7. I Spy/20 Questions/Name that Tune
These three games are pretty self-explanatory, but we included them here because they’re easy, and you can play with your child while you’re prepping dinner, doing the dishes, or paying the bills. Sit your child close to where you need to do things and start the games! For “I Spy”: One person chooses an object that is visible to all the people and says, “I spy with my little eye something beginning with …”, naming the letter the chosen object starts with. For example: “I spy with my little eye something beginning with C” if the chosen object is a car. Other players have to guess the chosen object. For younger kids, have them give the color rather than the initial letter (“I spy with my little eye something that is red.”) For 20 Questions: One person thinks of an object and the others have 20 chances to guess what it is. For “Name that Tune”: One person hums a song and the others have to guess what it is. With older children you can make it more difficult by choosing a theme, like songs that are currently on the radio or Disney songs, etc.
8. Play Dough
It’s no secret that play dough can be messy, but kids love it. So, take a few minutes to set up and then let your child have fun with play dough. Put a tablecloth on the table, or cover it with newspaper or paper bags so that the play dough doesn’t get stuck to your table. Cut up a garbage bag and put it underneath your child’s chair, for easy floor clean up.

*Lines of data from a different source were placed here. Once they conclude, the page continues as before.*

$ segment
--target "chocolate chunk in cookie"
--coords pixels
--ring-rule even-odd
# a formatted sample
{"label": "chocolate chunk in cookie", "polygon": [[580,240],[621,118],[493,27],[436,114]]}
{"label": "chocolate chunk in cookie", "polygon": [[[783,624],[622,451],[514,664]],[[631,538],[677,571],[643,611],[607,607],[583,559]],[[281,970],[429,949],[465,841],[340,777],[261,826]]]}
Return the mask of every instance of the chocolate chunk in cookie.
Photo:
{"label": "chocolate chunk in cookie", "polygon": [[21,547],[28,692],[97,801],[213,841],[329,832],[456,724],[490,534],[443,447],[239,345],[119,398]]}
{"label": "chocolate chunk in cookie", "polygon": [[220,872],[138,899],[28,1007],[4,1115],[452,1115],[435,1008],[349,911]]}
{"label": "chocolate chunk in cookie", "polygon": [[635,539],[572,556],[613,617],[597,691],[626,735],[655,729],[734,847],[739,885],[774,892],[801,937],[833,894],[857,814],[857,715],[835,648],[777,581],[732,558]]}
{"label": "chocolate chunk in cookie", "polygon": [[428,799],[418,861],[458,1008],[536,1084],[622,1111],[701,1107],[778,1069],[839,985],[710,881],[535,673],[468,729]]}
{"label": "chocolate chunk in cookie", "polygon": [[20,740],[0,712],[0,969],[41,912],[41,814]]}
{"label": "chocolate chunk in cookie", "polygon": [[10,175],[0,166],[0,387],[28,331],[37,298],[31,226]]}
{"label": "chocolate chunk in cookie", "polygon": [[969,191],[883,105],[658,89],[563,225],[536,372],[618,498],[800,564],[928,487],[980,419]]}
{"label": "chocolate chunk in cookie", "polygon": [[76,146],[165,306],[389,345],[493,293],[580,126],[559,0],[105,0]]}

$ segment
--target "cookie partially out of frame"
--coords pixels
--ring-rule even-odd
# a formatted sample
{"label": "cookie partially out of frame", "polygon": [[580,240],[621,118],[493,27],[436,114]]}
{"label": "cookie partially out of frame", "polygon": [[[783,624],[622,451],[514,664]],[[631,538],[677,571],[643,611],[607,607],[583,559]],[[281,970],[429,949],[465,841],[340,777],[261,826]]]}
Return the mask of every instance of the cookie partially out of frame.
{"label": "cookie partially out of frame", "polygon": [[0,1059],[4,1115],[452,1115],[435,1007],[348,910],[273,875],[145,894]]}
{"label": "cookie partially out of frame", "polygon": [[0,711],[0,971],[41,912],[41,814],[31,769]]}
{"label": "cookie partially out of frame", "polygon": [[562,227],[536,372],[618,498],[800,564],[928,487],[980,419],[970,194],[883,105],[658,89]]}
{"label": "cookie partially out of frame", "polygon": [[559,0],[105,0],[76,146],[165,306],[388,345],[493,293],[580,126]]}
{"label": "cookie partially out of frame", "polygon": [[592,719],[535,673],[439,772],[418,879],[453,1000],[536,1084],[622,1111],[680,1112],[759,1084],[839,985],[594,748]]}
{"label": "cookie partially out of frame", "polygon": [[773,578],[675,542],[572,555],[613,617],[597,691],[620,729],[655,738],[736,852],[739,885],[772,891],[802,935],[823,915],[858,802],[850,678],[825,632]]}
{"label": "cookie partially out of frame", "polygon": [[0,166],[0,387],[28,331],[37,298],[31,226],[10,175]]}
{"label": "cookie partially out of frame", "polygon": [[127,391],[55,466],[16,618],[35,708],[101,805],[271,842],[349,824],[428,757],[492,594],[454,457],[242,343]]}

We especially love Eco Kids Natural Modeling Dough because it’s made from natural ingredients but still feels just like regular play dough.
9. Marshmallow Structures
For this activity you’ll need a bag of marshmallows (there are even vegan marshmallows available!) and some toothpicks. Add in raisins, too, if you have them! Simply give your children the bag of marshmallows and the toothpicks and demonstrate how they can make structures by sticking the toothpicks into the marshmallows and raisins. Challenge them by asking them to build a house, a tower, a letter or any other structure you can think of. Be sure to supervise younger kids as they use the toothpicks–or, give younger children pretzel sticks to work with!
10. Make a house of cards
Give your child a deck (or two) of cards and let them try to build a house of cards, seeing how many levels they can stack before the house falls! Experiment with the best ways to get the cards to stay and, if you want to join in, make it a contest of who can build the biggest or tallest house of cards. A few tips: older, well worn cards work best and slightly textured surfaces are better than smooth ones.
Hopefully your little one is back to healthy in no time! But, in the meantime, now you’ve got plenty of ways to keep them busy!